Witness Testimony of Charles R. Lerchen, A.C.V.S.O. Director of Veterans Services Grand Traverse, Leelanau, and Benzie Counties
STATEMENT FROM CHARLES R. LERCHEN, A.C.V.S.O., DIRECTOR OF VETERANS SERVICES FOR GRAND TRAVERSE, LEELANAU AND BENZIE COUNTIES, MICHIGAN
Hearing before the House Committee on Veterans’ Affairs Subcommittee on Health, oversight field hearing on the provision of care to rural veterans in Northern Michigan
Wednesday, August 27, 2014 – Traverse City, MI
Good Morning, Mr. Chairman. I would like to thank you for bringing the Field Committee together to gather information concerning the challenges confronted by veterans in rural areas in accessing and obtaining their health care needs. Speaking from the perspective of a local official who interacts daily with veterans, I believe I will be able to provide you with some valuable insight as to the real world challenges rural veterans encounter after enrolling and choosing to have the VA provide them with their health care services.
As we all know, the VA is an agency in crisis. Both the Veterans Benefits Administration and the Veterans Health Administration struggle daily to accomplish their missions to our nation’s veterans. Their Congressional mandates routinely go unheeded. Billions of dollars continue to be thrown at the problems with little or no quantifiable results; and the biggest problem is the lack of accountability. The largest obstacle confronting the VA right now is the culture of the VA itself. Health care provision to the significant number of rural veterans is just another victim of this corrosive and obstinate culture.

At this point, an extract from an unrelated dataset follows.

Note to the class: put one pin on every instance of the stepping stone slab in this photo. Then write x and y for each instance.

So while the VA and Congress continue to grapple with the core problems within the agency; the veteran continues to grapple with the affect it has on him or her. It is unreasonable to think the VA can provide every veteran in the country easy access to every kind of health care they need in their own back yard. Since it was introduced over 20 years ago, the clinic model for rural areas has been a tremendous success. The need for rural veterans to have to travel great distances for primary care has been markedly reduced. However, the question now becomes is how do we provide the specialty services a veteran needs while still addressing the need for the unreasonable travel and appointment times necessary to receive it? The answer to this question may lie in the authorization for rural veterans to receive certain care at non-VA providers.

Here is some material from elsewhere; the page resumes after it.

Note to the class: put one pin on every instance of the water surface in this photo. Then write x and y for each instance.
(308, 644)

The VA has long held tightly to the notion that they and they alone will be the provider of all tertiary care. “If your primary care provider at the clinic orders an MRI – we will do it even if it means a 10 hour drive in the middle of the winter, a six month wait to have it scheduled and OH….by the way we don’t care if your 88 years old”. This is the mind set of the VA and it needs to be changed. The metropolitan VA Medical Centers have all the business they can handle…this is clear. If the VA cannot provide the needed tertiary care to the rural veteran than contract it out to the community. The military does this routinely, why can’t the VA? The rural veteran clogs the wait lists for these services unnecessarily. Equity and good conscious must come into play. None of us would find it acceptable to be required to drive 5 hours one way to receive a needed medical service; nor would we find it acceptable if our ageing parent was required to make such trips.
So, just as it is unreasonable to expect the VA to be able to provide all of these services to our rural veterans; it is likewise unreasonable to expect the veteran to endure the hardships currently required to receive their needed health care. The rural veteran has entrusted their health and well being to the VA system. We are supposed to treat their ailments, not create more in doing so.

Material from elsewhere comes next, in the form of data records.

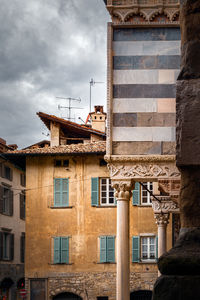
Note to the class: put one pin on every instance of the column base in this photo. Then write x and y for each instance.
(177, 288)
(184, 258)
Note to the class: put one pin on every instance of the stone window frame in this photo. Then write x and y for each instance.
(108, 190)
(149, 186)
(148, 244)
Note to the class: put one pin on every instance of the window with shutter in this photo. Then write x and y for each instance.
(7, 201)
(61, 250)
(61, 192)
(22, 206)
(22, 179)
(95, 191)
(145, 195)
(136, 249)
(22, 247)
(148, 248)
(1, 199)
(136, 194)
(106, 192)
(107, 249)
(7, 248)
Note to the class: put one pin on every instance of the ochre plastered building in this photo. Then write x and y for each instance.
(12, 226)
(71, 234)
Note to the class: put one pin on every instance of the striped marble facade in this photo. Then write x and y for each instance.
(146, 64)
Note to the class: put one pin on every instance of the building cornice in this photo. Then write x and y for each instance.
(142, 11)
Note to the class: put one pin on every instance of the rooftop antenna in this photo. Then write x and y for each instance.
(69, 107)
(92, 83)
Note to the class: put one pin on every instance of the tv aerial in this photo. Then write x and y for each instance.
(69, 107)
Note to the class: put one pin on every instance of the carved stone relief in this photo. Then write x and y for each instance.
(140, 170)
(164, 205)
(123, 10)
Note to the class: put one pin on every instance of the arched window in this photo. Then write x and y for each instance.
(141, 295)
(67, 296)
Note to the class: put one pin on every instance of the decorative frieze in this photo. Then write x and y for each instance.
(146, 171)
(123, 189)
(164, 205)
(162, 219)
(145, 11)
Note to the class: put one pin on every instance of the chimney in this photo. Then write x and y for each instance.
(98, 118)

We are beginning to see some progress in addressing these lingering deficiencies. VA’s move to improve the method for identifying urban, rural and highly rural Veterans by adopting a method used by other leading Federal agencies is a major step in the right direction. It is also a step in the right direction in breaking down the core problem within the VA. The malignant culture of oppugnancy that has existed in the VA for far too long must now be replaced with a culture of altruism and service to our Nations veterans.
This concludes my testimony. Thank you for the opportunity to address the committee today.